In that vein, Fenway Bergamot, Anderson's male alter ego, has been looking at various elements of contemporary life, everyday and otherwise, adding his own unique perspective to each, in the weekly video series on Nonesuch.com. Today's fourth episode of five, "On the Road," examines life on the road and how it affects one's perception of the world. See what he has to say at nonesuch.com/media.
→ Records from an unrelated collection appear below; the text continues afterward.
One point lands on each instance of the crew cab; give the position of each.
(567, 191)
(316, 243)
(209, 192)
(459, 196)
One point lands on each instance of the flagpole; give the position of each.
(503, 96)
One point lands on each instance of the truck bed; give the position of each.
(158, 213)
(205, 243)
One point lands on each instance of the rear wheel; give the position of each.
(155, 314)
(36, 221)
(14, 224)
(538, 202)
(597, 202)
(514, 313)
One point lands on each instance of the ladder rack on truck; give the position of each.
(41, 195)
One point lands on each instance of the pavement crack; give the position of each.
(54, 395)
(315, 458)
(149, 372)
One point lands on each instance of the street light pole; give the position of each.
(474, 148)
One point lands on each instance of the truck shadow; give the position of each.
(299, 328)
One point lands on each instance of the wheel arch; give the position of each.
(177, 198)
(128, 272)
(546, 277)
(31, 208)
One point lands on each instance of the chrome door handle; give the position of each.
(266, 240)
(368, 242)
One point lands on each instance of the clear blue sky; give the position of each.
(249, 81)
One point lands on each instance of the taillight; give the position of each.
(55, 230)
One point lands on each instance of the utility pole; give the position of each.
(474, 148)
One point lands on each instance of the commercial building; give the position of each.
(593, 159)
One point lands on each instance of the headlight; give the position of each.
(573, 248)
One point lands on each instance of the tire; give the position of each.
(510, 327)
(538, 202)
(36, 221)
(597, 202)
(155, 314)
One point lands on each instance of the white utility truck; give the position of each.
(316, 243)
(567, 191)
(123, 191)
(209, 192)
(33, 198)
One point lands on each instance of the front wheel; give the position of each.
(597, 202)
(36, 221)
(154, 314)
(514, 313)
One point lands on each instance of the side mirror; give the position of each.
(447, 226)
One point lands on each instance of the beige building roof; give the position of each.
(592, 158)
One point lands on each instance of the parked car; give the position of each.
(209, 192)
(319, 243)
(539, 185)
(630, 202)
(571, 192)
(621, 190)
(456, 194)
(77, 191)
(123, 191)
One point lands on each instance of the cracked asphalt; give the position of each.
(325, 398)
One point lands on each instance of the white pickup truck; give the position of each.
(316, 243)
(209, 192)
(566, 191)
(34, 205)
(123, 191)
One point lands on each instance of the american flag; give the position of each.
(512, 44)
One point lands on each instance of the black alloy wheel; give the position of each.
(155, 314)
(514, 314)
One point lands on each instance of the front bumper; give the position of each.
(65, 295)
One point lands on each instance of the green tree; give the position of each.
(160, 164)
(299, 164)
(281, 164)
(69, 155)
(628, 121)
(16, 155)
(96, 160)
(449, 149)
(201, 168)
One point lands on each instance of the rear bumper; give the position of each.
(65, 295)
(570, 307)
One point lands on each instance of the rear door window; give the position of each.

Also new to nonesuch.com/media is a five-and-a-half-minute excerpt from "Homeland: The Story of the Lark," a documentary on the making of the project from filmmaker Braden King. The full-length, 41-minute film is featured on the DVD included with the album. In the excerpt, Anderson discusses the challenges involved in gathering the thousands of files she had assembled for the project over the years, the daunting task of creating a single album from them, and the invaluable support she received from her husband and Homeland co-producer Lou Reed throughout the process. Reed offers his perspective as well, as does album engineer Mario McNulty. Watch it now at nonesuch.com/media.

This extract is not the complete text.